Iraq's central government has agreed with Kurdish authorities to resume oil exports from Kirkuk, the oil ministry said Friday, a year after federal forces seized the lucrative fields.
Iraqi security units took the fields from Kurdish forces in October 2017, in retaliation for a controversial independence referendum in the Kurdish region.
But since the pipeline to neighbouring Turkey ran through Kurdish-held territory, there was no way to take significant sums of oil out of Kirkuk, so exports stopped.
On Friday, oil ministry spokesman Assem al-Jihad said Baghdad and Arbil had agreed on restarting them.
"The federal government and the government of the Kurdish (autonomous) region of Iraq reached a preliminary agreement to resume oil flows starting today from the Kirkuk fields through the KRI's pipeline to the Ceyhan port in Turkey," he told AFP.
He said between 50,000 and 100,000 barrels per day (bpd) would be exported through the Kurdish pipeline.

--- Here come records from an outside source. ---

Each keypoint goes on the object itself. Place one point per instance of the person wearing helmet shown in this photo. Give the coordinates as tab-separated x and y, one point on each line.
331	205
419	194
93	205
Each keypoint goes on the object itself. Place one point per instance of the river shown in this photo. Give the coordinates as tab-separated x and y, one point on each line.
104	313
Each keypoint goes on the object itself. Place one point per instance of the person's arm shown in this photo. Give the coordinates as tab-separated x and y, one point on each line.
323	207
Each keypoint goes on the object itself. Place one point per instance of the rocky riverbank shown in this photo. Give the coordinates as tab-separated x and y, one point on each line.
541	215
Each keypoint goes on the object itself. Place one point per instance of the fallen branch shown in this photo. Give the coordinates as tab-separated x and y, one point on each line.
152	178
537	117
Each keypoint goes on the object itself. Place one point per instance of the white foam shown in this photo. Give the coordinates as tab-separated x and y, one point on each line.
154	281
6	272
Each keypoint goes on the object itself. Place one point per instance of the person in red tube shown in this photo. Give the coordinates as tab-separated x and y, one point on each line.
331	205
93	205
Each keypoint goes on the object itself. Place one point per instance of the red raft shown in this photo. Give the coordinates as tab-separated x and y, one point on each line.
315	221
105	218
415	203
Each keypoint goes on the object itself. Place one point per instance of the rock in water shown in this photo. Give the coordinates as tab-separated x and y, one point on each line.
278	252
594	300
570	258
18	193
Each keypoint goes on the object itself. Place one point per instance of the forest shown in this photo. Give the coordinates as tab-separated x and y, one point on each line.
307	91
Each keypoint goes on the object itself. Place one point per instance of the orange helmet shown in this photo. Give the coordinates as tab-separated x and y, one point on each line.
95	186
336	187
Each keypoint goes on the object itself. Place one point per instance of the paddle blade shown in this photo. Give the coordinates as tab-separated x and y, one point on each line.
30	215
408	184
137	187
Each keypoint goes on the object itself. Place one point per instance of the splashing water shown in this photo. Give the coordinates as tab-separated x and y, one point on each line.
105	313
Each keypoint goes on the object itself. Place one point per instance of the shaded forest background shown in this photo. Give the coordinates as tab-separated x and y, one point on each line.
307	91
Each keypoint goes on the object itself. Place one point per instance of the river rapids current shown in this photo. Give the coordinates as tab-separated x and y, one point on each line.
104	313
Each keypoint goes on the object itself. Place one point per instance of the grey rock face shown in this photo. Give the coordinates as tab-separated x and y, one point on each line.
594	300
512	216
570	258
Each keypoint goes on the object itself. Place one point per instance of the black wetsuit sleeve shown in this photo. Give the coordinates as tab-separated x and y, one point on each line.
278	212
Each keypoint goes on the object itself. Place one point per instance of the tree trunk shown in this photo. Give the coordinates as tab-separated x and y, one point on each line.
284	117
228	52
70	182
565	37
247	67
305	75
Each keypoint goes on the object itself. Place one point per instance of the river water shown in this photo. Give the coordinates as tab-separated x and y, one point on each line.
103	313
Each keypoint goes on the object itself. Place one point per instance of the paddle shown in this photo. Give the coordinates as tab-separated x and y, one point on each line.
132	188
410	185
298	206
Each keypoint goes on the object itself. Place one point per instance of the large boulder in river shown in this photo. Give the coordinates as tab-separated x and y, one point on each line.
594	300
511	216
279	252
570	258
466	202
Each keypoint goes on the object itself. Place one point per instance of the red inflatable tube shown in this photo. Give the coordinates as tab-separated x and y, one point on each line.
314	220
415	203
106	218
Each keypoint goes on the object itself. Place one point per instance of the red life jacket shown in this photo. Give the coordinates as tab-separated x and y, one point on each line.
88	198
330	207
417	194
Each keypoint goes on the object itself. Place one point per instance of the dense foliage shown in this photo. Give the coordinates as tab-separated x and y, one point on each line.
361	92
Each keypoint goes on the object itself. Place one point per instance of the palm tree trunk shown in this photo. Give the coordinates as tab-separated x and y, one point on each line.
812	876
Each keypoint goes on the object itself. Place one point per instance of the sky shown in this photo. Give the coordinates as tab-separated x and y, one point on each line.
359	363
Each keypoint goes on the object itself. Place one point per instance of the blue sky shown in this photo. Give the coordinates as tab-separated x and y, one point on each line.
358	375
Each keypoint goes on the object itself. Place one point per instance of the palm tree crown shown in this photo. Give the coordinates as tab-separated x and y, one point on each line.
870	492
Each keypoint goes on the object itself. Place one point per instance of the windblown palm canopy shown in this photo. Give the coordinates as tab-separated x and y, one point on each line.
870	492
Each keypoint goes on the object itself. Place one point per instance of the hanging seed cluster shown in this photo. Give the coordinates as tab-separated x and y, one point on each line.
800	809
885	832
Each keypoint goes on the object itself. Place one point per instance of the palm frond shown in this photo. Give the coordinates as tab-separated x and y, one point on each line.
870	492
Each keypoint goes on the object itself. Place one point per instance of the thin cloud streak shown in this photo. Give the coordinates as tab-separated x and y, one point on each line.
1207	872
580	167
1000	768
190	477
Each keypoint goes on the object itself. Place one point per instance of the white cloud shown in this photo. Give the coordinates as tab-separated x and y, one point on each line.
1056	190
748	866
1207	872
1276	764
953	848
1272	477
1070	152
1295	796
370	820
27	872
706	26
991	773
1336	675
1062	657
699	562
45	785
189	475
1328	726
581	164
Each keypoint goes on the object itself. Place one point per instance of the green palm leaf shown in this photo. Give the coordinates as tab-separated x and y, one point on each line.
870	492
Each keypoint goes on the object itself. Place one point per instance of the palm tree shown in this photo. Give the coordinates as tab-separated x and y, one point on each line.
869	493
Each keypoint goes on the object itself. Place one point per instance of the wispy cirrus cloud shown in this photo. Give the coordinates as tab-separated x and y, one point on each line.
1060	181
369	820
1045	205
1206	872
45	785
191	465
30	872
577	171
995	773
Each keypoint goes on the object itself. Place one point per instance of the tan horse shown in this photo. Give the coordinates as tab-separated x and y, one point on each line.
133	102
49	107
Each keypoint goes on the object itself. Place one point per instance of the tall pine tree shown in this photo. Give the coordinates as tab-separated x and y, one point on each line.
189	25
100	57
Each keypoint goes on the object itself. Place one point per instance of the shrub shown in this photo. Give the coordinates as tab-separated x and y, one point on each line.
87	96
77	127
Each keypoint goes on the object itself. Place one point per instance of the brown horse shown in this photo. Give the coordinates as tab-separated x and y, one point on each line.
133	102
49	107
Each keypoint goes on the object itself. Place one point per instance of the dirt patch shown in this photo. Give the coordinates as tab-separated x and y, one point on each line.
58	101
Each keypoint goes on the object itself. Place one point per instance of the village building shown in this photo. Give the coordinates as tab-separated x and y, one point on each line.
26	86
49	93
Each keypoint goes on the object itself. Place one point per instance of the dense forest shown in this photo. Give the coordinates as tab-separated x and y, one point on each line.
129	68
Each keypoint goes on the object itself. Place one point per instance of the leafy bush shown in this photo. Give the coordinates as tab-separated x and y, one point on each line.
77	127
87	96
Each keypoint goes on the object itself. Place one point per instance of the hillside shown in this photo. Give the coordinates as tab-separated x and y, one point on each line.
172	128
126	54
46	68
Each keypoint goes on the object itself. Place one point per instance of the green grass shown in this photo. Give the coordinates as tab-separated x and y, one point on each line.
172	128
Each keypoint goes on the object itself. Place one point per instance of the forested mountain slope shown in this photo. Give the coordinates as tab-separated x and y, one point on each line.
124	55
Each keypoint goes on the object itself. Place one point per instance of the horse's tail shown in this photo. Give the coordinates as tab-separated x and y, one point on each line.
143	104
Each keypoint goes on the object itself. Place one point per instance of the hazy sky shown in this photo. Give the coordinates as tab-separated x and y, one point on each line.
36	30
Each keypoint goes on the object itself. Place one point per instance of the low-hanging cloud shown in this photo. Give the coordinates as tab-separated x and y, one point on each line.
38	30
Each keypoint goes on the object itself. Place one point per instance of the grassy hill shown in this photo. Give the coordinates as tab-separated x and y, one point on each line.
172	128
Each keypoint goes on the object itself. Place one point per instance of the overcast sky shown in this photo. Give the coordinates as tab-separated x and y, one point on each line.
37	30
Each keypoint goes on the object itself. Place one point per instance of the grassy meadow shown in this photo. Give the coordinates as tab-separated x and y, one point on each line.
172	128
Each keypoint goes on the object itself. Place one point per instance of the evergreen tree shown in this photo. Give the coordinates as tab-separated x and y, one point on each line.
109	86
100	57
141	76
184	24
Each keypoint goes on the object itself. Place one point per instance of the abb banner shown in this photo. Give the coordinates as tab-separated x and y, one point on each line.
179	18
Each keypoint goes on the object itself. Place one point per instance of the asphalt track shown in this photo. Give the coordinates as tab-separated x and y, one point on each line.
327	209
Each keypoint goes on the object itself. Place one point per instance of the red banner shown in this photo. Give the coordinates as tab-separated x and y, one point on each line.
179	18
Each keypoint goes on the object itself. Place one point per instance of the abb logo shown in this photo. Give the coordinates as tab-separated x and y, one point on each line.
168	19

A source from the state's North Oil Company confirmed that oil had begun pumping out of Kirkuk at 10:00 am (0700 GMT) on Friday morning, describing it a test.

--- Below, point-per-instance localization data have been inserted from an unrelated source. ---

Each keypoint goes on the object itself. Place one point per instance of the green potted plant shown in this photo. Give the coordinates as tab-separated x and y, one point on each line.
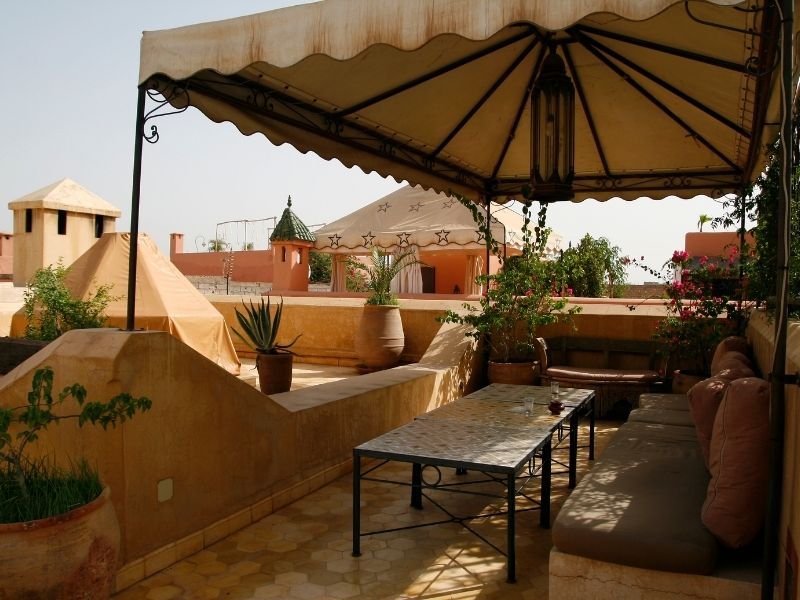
520	298
59	535
380	338
260	332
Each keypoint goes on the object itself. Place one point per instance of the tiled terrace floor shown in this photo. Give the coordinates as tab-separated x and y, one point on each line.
303	551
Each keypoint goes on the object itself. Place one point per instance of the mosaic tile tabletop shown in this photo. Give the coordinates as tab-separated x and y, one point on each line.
454	442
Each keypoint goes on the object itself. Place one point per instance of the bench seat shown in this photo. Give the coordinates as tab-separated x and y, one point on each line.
638	506
665	401
617	370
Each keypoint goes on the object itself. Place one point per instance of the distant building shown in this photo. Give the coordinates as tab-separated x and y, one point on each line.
58	222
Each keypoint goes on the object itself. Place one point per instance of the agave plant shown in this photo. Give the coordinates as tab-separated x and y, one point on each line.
261	328
385	267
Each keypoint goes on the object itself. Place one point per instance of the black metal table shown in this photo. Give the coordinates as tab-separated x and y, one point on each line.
487	431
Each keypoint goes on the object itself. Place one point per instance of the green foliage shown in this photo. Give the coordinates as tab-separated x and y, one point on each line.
761	270
35	489
356	276
593	269
51	310
321	265
261	327
693	327
385	267
759	203
519	297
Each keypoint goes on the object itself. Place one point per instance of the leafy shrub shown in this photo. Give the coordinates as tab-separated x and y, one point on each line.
34	489
51	310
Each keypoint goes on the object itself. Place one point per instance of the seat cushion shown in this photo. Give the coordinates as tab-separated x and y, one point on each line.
665	401
733	343
738	460
704	400
563	373
640	503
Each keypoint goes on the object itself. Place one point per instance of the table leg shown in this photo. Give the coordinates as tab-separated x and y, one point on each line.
511	541
416	485
356	504
573	448
544	499
591	428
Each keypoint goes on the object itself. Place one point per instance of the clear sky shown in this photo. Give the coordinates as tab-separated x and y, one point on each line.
68	106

"It began as an experiment with 50,000 bpd and will later reach an average of 80,000 bpd," the source added.
The Kirkuk fields have changed hands several times in recent years in a tug-of-war over one of Iraq's most oil-rich regions.
The Kurds took Kirkuk in 2014, as the Islamic State group swept across parts of Iraq's north, and began exporting to Turkey from there through their own pipeline at around 420,000 bpd.
Last year, federal forces seized the fields but could only take around 30,000 bpd out by tanker truck to Iran.
The federal government had pledged to renovate their own parallel pipeline, but experts said it would take two years.
The announcement is one of the earliest victories for Iraq's new Prime Minister Adel Abdel-Mahdi, a previous oil minister known for his good relations with Kurdish authorities in Arbil.
It also comes less than two weeks after Washington re-imposed sanctions on Iran's oil, energy and finance sectors.
Baghdad was granted a 45-day waiver from the sanctions as long as it came up with a plan to wean itself off of Iranian-imported gas and electricity.
Iraq is OPEC's second-largest oil exporter at 4.5 billion bpd. Oil exports make up almost the entirety of the government's revenue, bringing in $8.5 billion last month.